Case is Dismissed in Supreme Court and in Franklin County – State Budget Takes a $12 Million Hit

A "roll your own" store in Auburn.

OLYMPIA, July 10.—A high-profile tax lawsuit concerning “roll your own” cigarettes has been snuffed, and so, most likely, has been the fast-growing business that brought it all on.

Attorneys representing R.Y.O. Machine, LLC, asked the state Supreme Court Tuesday to dismiss the last remaining motion in the case, and the court agreed. That was the final fizzle in what promised to be one of the biggest tax battles of the year, and one that might finally have established whether the Legislature’s two-thirds-for-taxes rule is constitutional. On July 3, a judge in Franklin County agreed to dismiss the original lawsuit.

It also could mean a $12 million hole in the budget, at a time when there isn’t much room to spare.

What happened? Just as the legal battle was getting started in this state, over a tax bill that may or may not have passed the Legislature legally last session, Congress came in and rolled over everything. With a passage in the national highway bill, the U.S. House and Senate declared shopkeepers who offered “roll your own” machines to be cigarette manufacturers. And now some 2,000 store owners nationwide have to obtain federal cigarette manufacturing licenses, comply with the same regulations as the big boys, and start paying state and federal taxes on cigarettes. It is not clear whether any of them will.

So apparently ends a burgeoning business that was birthed by a gray area in the tax code. There were 65 such stores in Washington state. Customers purchased “pipe tobacco,” which is taxed at a low federal rate, poured it into a cigarette-stuffing machine, pushed a button on a touch screen and in a matter of minutes produced a carton’s worth of smokes at half the price of cigarettes purchased at a grocery or convenience store.

R.Y.O. Machine LLC posted a notice on its site just after the vote June 29 saying it no longer would provide tobacco or “cigarette tubes” for the machines after the president signed the bill. That has since happened. It also said the company would not buy back the machines. Each cost upwards of $30,000.
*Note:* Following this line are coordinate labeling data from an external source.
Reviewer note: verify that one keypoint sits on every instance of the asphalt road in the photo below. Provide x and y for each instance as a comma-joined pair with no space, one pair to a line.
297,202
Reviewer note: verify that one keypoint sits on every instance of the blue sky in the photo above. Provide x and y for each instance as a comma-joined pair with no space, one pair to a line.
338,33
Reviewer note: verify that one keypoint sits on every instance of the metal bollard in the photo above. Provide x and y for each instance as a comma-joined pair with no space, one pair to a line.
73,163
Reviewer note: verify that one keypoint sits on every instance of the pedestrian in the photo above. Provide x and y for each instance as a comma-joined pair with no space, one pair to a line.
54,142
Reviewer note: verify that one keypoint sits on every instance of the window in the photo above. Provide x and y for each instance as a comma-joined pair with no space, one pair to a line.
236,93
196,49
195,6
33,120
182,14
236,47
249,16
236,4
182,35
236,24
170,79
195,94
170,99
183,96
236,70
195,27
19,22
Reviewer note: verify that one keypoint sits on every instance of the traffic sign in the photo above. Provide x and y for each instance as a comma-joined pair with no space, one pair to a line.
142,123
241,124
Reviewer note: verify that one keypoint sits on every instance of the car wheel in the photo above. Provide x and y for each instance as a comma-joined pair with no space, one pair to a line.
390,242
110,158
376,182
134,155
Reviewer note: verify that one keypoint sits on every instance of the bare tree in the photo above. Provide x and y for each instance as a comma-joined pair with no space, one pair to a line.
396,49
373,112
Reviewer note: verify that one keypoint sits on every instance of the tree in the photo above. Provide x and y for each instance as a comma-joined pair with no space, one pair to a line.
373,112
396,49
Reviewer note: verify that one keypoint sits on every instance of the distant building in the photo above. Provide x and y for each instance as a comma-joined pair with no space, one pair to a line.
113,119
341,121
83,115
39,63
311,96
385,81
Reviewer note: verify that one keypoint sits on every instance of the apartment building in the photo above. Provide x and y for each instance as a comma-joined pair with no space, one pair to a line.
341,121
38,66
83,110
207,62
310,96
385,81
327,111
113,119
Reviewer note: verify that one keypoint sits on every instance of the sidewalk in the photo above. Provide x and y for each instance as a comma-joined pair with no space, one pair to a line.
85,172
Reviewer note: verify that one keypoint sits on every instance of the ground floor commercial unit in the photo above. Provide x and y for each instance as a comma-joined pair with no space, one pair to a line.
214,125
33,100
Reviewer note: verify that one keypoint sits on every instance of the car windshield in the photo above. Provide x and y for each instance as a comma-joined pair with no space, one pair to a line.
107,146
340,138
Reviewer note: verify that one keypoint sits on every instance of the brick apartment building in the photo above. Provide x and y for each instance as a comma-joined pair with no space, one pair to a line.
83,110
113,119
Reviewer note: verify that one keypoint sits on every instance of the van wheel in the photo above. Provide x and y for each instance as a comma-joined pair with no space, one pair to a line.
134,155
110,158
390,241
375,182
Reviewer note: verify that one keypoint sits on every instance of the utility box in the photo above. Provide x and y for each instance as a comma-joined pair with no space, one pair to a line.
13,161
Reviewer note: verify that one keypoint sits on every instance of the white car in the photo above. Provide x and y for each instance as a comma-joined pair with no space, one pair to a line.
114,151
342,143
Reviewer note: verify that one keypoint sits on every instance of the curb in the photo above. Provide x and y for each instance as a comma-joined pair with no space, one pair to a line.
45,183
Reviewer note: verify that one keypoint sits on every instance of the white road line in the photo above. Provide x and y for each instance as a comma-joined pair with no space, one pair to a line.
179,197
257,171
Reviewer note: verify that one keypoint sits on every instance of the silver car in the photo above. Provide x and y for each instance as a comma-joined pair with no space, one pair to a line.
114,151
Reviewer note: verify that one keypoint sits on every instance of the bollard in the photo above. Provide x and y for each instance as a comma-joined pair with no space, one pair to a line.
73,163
Legislature Imposed Own Tax

The lawsuit here was notable because it was the first time a plaintiff had gone to court seeking enforcement of the Legislature’s two-thirds-for-taxes rule, and had made it the sole basis of the case. The Senate passed the tax bill 27-19, but not by a two-thirds majority. The rule, imposed four times by voters with initaitives, requires a two-thirds vote for new taxes. Though Lt. Gov. Brad Owen ruled it wasn’t a new tax, Franklin County Judge Bruce Spanner disagreed and issued an injunction last month that would have blocked the state law from taking effect. The state sought a stay in the Supreme Court. Had the full lawsuit advanced to the high court, it might have provided an opportunity for the court to decide once and for all whether the two-thirds rule is constitutional. Three rather different suits have been shot down by the court over the last 19 years on procedural grounds; a fourth is on the way up – but this one, because it was brought by a party directly affected by a tax, seemed a more likely way to get the court to rule on the merit of the argument.

Mike Gowrylow, spokesman for the Department of Revenue, said 26 or 27 roll-your-own shops had applied to purchase state tax stamps under the new law, but there was only one who paid for them. That store owner, in the Puget Sound area, is eligible for a refund.

Is it a Hit?

And there is one other implication of the congressional smoke-out: The Legislature assumed that it would make some money from the deal. The tax was supposed to generate $12 million a year at the current rate of sale, though it was uncertain whether any of that money would actually be collected. Lawmakers assumed that money when they built their budget this year. Now it’s clear the state won’t be getting a dime that way. So that’s a $12 million hit to a budget that already was just $78 million from going into the red.

Revenue’s Gowrylow says the agency figures it won’t happen quite like that. Smokers will have to go somewhere — and so most of them will be buying fully-taxed cigarettes through normal channels. But it’s worth noting that during the last legislative session opponents of the bill argued that the sort of person who buys cheap smokes isn’t the sort who buys from stores. They’ll go to out-of-state Indian reservations, or maybe they’ll continue buying cheap pipe tobacco and truly roll their own, at the kitchen table. Or even deadlier, maybe they’ll quit.